Román Ramírez Carrillo
Dolor. Mucho dolor al recibir, la noticia de más desaparecidos, de más fosas en México a lo largo de todo el territorio, este año de 2019. Es la muestra continua de la injusticia. Los migrantes, personas, seres humanos nacidos en un lugar que no han elegido, tienen que sufrir las duras condiciones de una sociedad que les obliga a salir, a huir con la esperanza, quizás utópica, de conseguir un futuro mejor. Pero ese camino, ese valle de lágrimas, es una auténtica tortura que muestra lo peor del ser humano.

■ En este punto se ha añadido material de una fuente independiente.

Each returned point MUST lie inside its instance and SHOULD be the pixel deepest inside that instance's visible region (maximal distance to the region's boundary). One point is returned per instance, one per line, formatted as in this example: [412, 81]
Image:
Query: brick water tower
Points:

La escala del mal no tiene límites ni fronteras. Por el beneficio de unas mafias que lucran con los migrantes, otros pierden el mayor regalo que hemos podido recibir, la vida. Es la lucha sin cuartel por mantenerse en el mundo.

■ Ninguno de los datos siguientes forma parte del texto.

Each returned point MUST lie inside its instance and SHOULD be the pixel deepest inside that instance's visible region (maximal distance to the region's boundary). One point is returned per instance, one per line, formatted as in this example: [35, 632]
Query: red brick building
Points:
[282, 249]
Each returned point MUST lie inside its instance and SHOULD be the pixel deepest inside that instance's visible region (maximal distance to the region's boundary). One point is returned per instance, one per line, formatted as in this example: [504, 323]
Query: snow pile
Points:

No es el daño de los malos lo que más entristece, sino el silencio de los buenos. No sorprende que haya gente que solo quieran sacar beneficio con lo que sea, aunque se tenga que jugar con la vida y la muerte. Sigue sorprendiendo el silencio de los buenos. Se mira, hipócritamente, hacia otro lado.
Los centros de atención a Migrantes en todo el país, atendidos por sacerdotes y laicos, nos muestra las miradas de personas que piden auxilio sin gritar, que lloran de dolor sin lágrimas que soltar, que claman un abrazo, gente que quiere vivir, simplemente eso. Un centro de refugiados es una escuela muy dura.
Pero, a la vez, es una maravillosa experiencia humana y espiritual. Se redescubre la humanidad donde la solidaridad es realidad y no sólo palabras bonitas. Ahí se encuentra a Dios. Los refugiados migrantes revelan a Cristo y nos lo dan. Hacen de la palabra de Dios carne de mi carne. Que la realidad nos afecte, nos saque de nuestra indiferencia, que nos implique.